By 2030, it’s predicted that there will be more than 20 million people aged 60 or over. Ten years later, by 2040, almost one in four people in the UK will be over 65. With figures like these increasingly pointing towards the fact that we will live longer than ever before, preparing financially for the future has never been more important.

Living conditions

Within the UK’s population of older people, 3.64 million aged 65 and above live alone. Almost 70% of these people are women.

The last year we have official figures for (2015/16) shows that the average net income for pensioners living alone was £250 per week. This is before housing costs – the figure after housing costs s £205.

For couples, the figures stood at £466 before housing costs are removed, and £436 after. However, average figures don’t show the whole picture.

Poorest pensioners

The least wealthy fifth of single pensioners are surviving on £106 per week, after meeting their housing costs. The richest fifth had £408 per week. For couples, the poorest were at £224 per week, and the richest at £911 per week.

Around 26% of the older population in the UK report that they are ‘just getting by’ and finding it difficult. Worries for this generation include the cost of food, heating their homes in winter, and the general cost of living.

As of November 2016, 1.9 million pensioners in the UK were living in poverty. This is defined as having incomes below 60% of households. Out of this figure, one million are reported as being in severe poverty.

Older pensioners (85 years plus), single people who live alone, private tenants and pensioners from ethnic minorities are at the highest risk of poverty.

Combating pensioner poverty

One of the biggest problems in tackling the persistent problem of pensioner poverty is the fact that many people simply don’t realise they’re entitled to assistance from the government.

Older people are entitled to means tested benefits that have been designed to help them increase their income. Many people don’t receive these ‘top ups’ and are therefore left to struggle.

In 2016, Age UK helped older people to identify and claim around £160 million worth of benefits. There are many people who continue to miss out on money that is rightfully theirs, and therefore struggle to afford essentials, including heating and food.

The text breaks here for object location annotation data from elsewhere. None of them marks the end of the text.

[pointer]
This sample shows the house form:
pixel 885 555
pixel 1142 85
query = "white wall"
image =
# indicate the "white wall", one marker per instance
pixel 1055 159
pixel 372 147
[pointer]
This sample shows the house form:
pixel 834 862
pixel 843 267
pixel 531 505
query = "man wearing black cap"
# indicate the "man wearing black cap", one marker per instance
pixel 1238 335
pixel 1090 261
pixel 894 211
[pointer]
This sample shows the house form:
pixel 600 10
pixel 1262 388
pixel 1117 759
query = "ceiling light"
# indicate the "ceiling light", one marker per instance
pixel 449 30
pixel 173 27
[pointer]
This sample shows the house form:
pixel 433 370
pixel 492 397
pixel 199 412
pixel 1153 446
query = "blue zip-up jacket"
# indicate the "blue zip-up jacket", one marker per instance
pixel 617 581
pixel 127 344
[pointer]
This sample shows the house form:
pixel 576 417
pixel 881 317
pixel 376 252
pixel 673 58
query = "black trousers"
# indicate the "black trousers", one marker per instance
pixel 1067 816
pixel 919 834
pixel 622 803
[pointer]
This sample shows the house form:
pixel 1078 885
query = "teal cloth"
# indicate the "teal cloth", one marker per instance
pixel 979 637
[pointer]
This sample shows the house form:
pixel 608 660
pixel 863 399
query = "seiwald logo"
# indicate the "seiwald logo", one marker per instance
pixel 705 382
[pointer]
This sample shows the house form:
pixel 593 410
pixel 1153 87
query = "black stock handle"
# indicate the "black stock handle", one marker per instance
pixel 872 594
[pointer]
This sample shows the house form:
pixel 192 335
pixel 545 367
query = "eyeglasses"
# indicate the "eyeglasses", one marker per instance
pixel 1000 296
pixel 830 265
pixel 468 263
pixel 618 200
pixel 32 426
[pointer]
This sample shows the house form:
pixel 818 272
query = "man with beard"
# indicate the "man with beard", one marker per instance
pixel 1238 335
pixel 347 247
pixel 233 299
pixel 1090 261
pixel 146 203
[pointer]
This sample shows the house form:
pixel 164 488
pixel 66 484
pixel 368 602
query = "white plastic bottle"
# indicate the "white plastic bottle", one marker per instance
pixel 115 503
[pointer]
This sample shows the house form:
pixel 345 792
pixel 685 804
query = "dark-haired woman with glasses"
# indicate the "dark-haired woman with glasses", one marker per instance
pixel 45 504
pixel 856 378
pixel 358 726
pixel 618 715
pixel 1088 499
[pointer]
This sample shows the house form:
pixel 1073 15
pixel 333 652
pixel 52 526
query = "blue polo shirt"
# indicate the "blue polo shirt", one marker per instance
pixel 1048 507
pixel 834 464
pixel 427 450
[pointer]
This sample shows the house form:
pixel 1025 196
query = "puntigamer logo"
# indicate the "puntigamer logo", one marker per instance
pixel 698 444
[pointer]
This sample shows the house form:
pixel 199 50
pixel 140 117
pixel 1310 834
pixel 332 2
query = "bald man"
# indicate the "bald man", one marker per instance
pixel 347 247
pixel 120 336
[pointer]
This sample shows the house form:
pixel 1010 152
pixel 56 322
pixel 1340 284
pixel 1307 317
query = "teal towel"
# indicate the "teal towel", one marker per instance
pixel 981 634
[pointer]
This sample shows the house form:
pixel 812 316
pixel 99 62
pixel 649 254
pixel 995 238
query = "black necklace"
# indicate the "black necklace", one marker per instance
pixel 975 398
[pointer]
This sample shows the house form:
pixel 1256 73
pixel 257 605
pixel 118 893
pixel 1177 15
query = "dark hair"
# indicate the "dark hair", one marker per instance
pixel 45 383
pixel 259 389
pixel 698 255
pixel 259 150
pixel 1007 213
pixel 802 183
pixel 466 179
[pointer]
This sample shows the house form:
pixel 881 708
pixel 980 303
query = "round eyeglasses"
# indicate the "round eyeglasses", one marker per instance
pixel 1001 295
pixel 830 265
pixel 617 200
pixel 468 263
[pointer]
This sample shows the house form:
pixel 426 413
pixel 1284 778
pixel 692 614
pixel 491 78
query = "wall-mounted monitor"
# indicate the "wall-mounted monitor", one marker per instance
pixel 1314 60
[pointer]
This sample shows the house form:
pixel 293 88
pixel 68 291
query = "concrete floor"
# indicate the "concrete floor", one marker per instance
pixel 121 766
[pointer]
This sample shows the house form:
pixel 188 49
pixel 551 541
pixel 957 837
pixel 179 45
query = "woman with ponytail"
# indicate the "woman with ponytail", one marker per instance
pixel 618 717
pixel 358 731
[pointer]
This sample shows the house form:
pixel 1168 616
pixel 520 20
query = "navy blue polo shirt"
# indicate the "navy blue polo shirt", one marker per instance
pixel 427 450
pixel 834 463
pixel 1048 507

Figures show that about a third of older people who are entitled to Pension Credit weren’t claiming it, missing out on more than £1700 per year. In addition, 2.2 million older people were missing out on the help they’re enutled to for their council tax bill, which on average would have reduced it by £728.30.

A further 390,000 older people could have claimed Housing Benefit to reduce their rent, but didn’t.

Why are people missing out?

In simple terms, older people aren’t taking up the benefits they’re entitled to. An enormous £5.5 billion goes unclaimed every year.

The barriers to older people claiming this money is the lack of awareness and understanding of benefits, such as Pension Credit. Around 75% of older people didn’t realise that they were entitled, and just 16% feel well informed.

Many people assume they’re not eligible, thinking that any state top ups are for people worse off than them. They also tend to think that if they’re a home owner, they’re not eligible. Some older people refuse to become a ‘benefit claimant’ out of pride, and 62 per cent say they don’t like making a claim.

Planning ahead

Putting plans in place as early as possible can help people avoid falling into the trap of poverty when they reach retirement age. Thoroughly researching what they are entitled to is the first step.

Having a savings plan in place is also key, with those that plan ahead less likely to suffer later on.

Local and central government making information more accessible would go a long way to help the older generation understand what they’re entitled to. However, this can’t be relied on, and taking control of the situation is advisable.